Preparing an Endangered Language for the Digital Age: The Case of Judeo-Spanish

We develop machine translation and speech synthesis systems to complement the efforts of revitalizing Judeo-Spanish, the exiled language of Sephardic Jews, which survived for centuries, but now faces the threat of extinction in the digital age. Building on resources created by the Sephardic community of Turkey and elsewhere, we create corpora and tools that would help preserve this language for future generations. For machine translation, we first develop a Spanish to Judeo-Spanish rule-based machine translation system, in order to generate large volumes of synthetic parallel data in the relevant language pairs: Turkish, English and Spanish. Then, we train baseline neural machine translation engines using this synthetic data and authentic parallel data created from translations by the Sephardic community. For text-to-speech synthesis, we present a 3.5 hour single speaker speech corpus for building a neural speech synthesis engine. Resources, model weights and online inference engines are shared publicly.

This is a new paper by Yasmin Moslem, one of the OpenNMT contributors, training neural machine translation models on the low resource language Judeo-Spanish. The authors developed a rules based translation system to generate translation data then trained their neural models with OpenNMT-py on the generated data along with authentic translation data.

1 Like

The same author just released a new paper.
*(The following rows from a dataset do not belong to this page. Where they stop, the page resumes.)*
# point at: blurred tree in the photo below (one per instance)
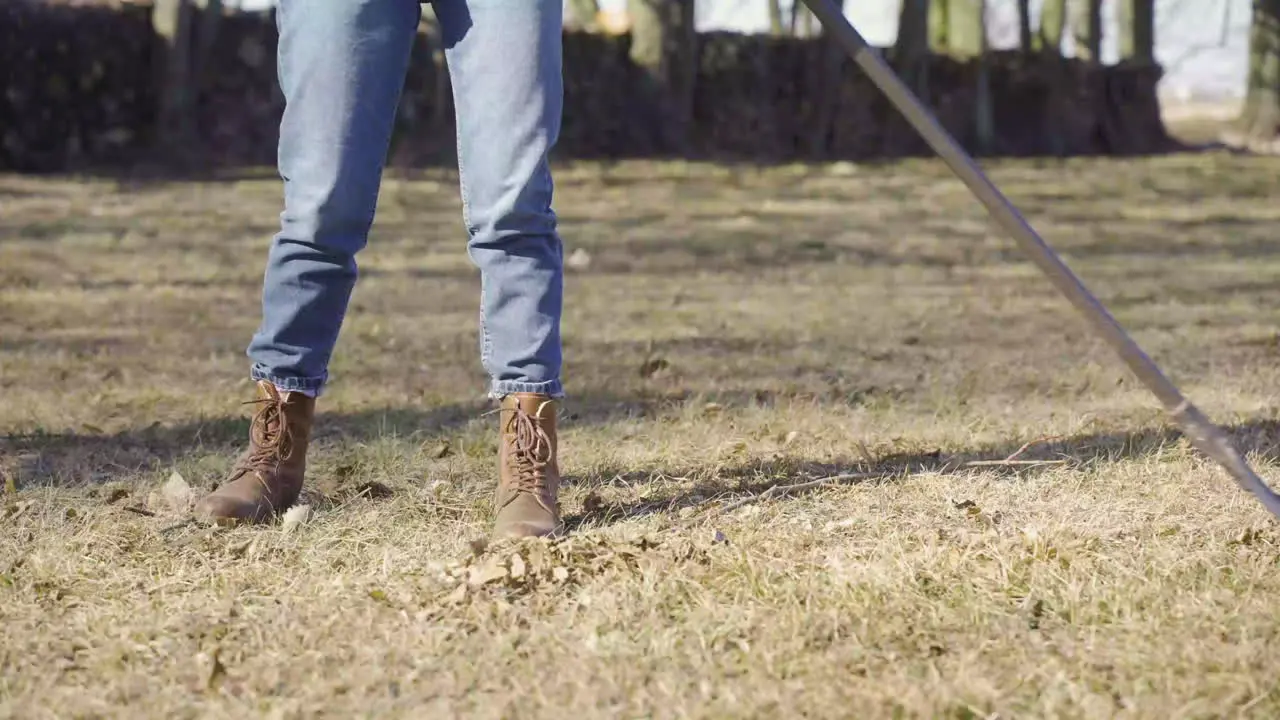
(581, 14)
(1087, 28)
(1024, 26)
(1137, 21)
(1052, 24)
(776, 24)
(172, 21)
(1258, 126)
(959, 27)
(663, 46)
(912, 48)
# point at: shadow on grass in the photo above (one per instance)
(794, 477)
(77, 459)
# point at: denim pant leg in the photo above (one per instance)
(504, 64)
(341, 65)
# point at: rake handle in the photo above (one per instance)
(1202, 433)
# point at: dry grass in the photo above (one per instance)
(735, 328)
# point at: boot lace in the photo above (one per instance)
(530, 454)
(269, 436)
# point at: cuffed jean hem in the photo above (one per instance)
(502, 388)
(309, 386)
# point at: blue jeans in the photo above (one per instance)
(342, 65)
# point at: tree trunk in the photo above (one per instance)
(912, 49)
(828, 83)
(1087, 28)
(1137, 21)
(663, 48)
(580, 14)
(1258, 126)
(206, 36)
(964, 27)
(1024, 26)
(984, 113)
(776, 26)
(172, 21)
(1052, 23)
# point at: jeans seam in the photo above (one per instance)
(287, 383)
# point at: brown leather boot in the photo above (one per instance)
(528, 469)
(268, 477)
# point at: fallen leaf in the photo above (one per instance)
(177, 493)
(374, 491)
(296, 516)
(115, 495)
(489, 573)
(653, 365)
(216, 670)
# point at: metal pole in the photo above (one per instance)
(1203, 434)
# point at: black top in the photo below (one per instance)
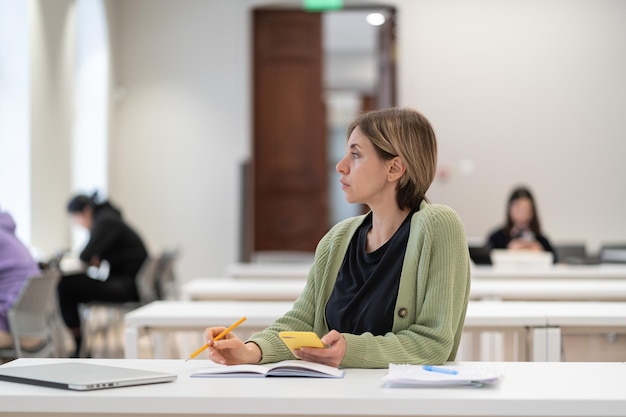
(112, 239)
(499, 239)
(364, 296)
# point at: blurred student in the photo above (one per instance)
(522, 229)
(390, 286)
(112, 258)
(17, 265)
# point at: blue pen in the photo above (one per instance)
(431, 368)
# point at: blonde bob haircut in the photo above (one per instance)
(407, 134)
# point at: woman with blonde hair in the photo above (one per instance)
(389, 286)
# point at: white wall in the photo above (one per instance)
(524, 91)
(518, 91)
(180, 126)
(52, 68)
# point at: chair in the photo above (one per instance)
(33, 316)
(570, 252)
(105, 319)
(613, 253)
(166, 283)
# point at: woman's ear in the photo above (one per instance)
(396, 169)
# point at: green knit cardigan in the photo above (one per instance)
(431, 304)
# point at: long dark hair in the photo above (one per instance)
(523, 192)
(78, 203)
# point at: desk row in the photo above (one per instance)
(538, 324)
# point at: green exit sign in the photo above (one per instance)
(321, 5)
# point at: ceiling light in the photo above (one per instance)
(375, 19)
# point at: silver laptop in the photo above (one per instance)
(81, 376)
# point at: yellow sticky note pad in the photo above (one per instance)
(296, 340)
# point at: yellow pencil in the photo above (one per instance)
(218, 337)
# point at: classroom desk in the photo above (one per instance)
(548, 289)
(541, 321)
(212, 289)
(558, 271)
(575, 389)
(256, 270)
(160, 316)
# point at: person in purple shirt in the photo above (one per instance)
(16, 266)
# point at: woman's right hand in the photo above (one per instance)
(230, 350)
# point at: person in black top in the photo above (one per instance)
(114, 246)
(522, 229)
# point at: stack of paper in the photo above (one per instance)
(418, 375)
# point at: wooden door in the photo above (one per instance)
(290, 185)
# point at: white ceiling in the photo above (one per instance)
(347, 31)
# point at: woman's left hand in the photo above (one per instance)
(332, 355)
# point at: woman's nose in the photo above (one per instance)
(341, 166)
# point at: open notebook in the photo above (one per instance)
(294, 368)
(81, 376)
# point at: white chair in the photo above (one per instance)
(33, 317)
(105, 320)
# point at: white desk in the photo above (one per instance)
(559, 271)
(580, 389)
(549, 289)
(212, 289)
(269, 270)
(162, 316)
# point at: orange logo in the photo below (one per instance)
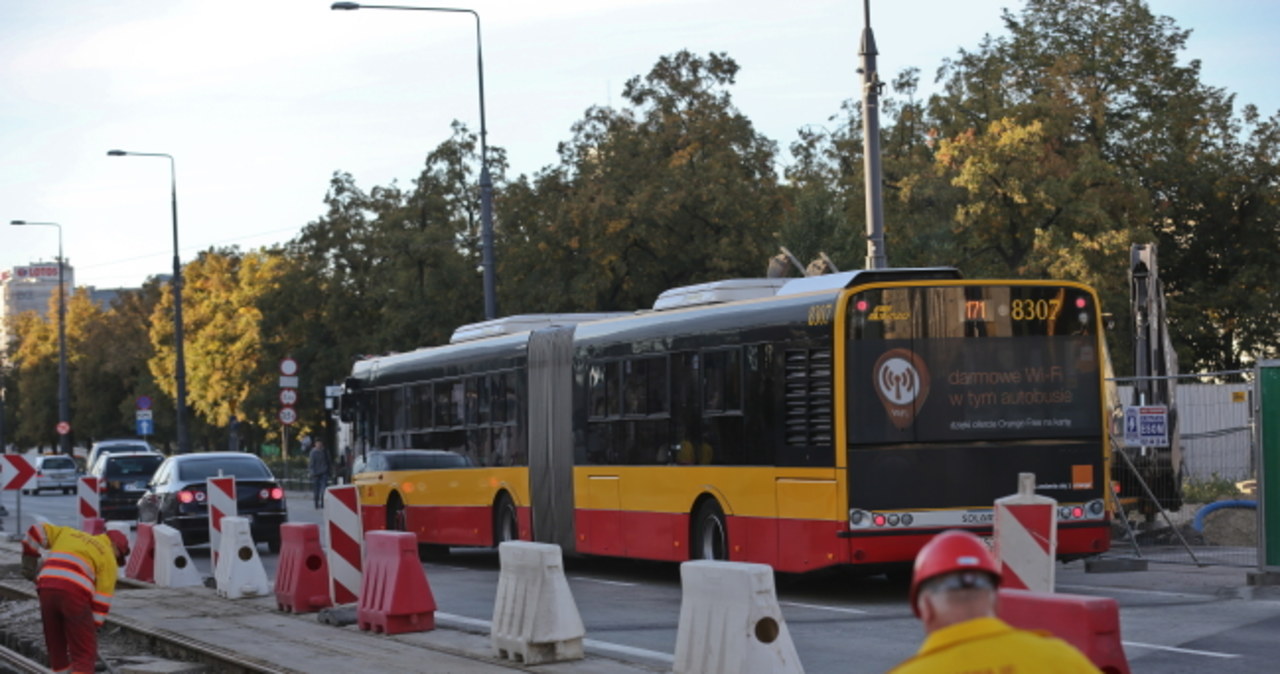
(903, 384)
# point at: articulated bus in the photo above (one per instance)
(837, 420)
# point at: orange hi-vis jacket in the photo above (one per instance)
(991, 646)
(74, 562)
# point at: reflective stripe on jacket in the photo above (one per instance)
(76, 562)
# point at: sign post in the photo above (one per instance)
(16, 472)
(1267, 395)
Preservation of domain knowledge from the source to target is crucial in any translation workflow. It is common in the translation industry to receive highly specialized projects, where there is hardly any parallel in-domain data. In such scenarios where there is insufficient in-domain data to fine-tune Machine Translation (MT) models, producing translations that are consistent with the relevant context is challenging. In this work, we propose a novel approach to domain adaptation leveraging state-of-the-art pretrained language models (LMs) for domain-specific data augmentation for MT, simulating the domain characteristics of either (a) a small bilingual dataset, or (b) the monolingual source text to be translated. Combining this idea with back-translation, we can generate huge amounts of synthetic bilingual in-domain data for both use cases. For our investigation, we use the state-of-the-art Transformer architecture. We employ mixed fine-tuning to train models that significantly improve translation of in-domain texts. More specifically, in both scenarios, our proposed methods achieve improvements of approximately 5-6 BLEU and 2-3 BLEU, respectively, on the Arabic-to-English and English-to-Arabic language pairs. Furthermore, the outcome of human evaluation corroborates the automatic evaluation results.

3.1 Use Case 1: Limited bilingual in-domain data available This is a common scenario where a specialized translation project is received, and although there is a large bilingual generic dataset and a small bilingual in-domain dataset (e.g. translation memory), the in-domain data is insufficient for fine-tuning a baseline model. From now on, we will refer to this use case as “Setup 1”. To handle this situation, we propose the following steps: 1. We employ text generation with a large LM in the target language to augment the indomain data. In this process, each target sentence in the in-domain dataset is used as a prompt to generate synthetic segments using the pre-trained language model. As expected, the generated text preserves the domain characteristics of the authentic in-domain data. This step enables us to have sufficient data in the target language. 2. To obtain parallel source sentences, we back-translate the target-side synthetic sentences that were generated in the previous step. 3. We apply mixed fine-tuning proposed by Chu et al. (2017) to the baseline model. In other words, we continue training our baseline model on a mix of (a) the synthetic bilingual in-domain dataset we got from the two previous steps, and (b) a randomly sampled portion of the original generic dataset, with a data size ratio of 1:9, respectively. To apply oversampling, we employ the dataset weights feature in OpenNMT-tf1 (Klein et al., 2020), with weights 0.9 and 0.1, respectively. Hence, the dataset weights are inversely proportional to the sizes of the two datasets.2 As the in-domain corpus is smaller than the generic corpus, oversampling allows the model to pay equal attention to both corpora. As a result of the mixed fine-tuning process, we obtained a new model that translates in-domain data significantly better than the baseline (cf. Section 5).3 4. Although the new fine-tuned model can still adequately translate generic data, we noticed it can degrade performance by 1-2 BLEU points. Therefore, we experimented with checkpoint averaging (Vaswani et al., 2017) of the fine-tuned model with the baseline model to reduce variability between trainings and address rapid overfitting during finetuning (Tran et al., 2021). This step helps regain the higher evaluation score of the baseline model on generic data, while retaining the improved score of the fine-tuned model on in-domain data.

They use language models to generate translation data within a specific domain and then use that data to train their translation model.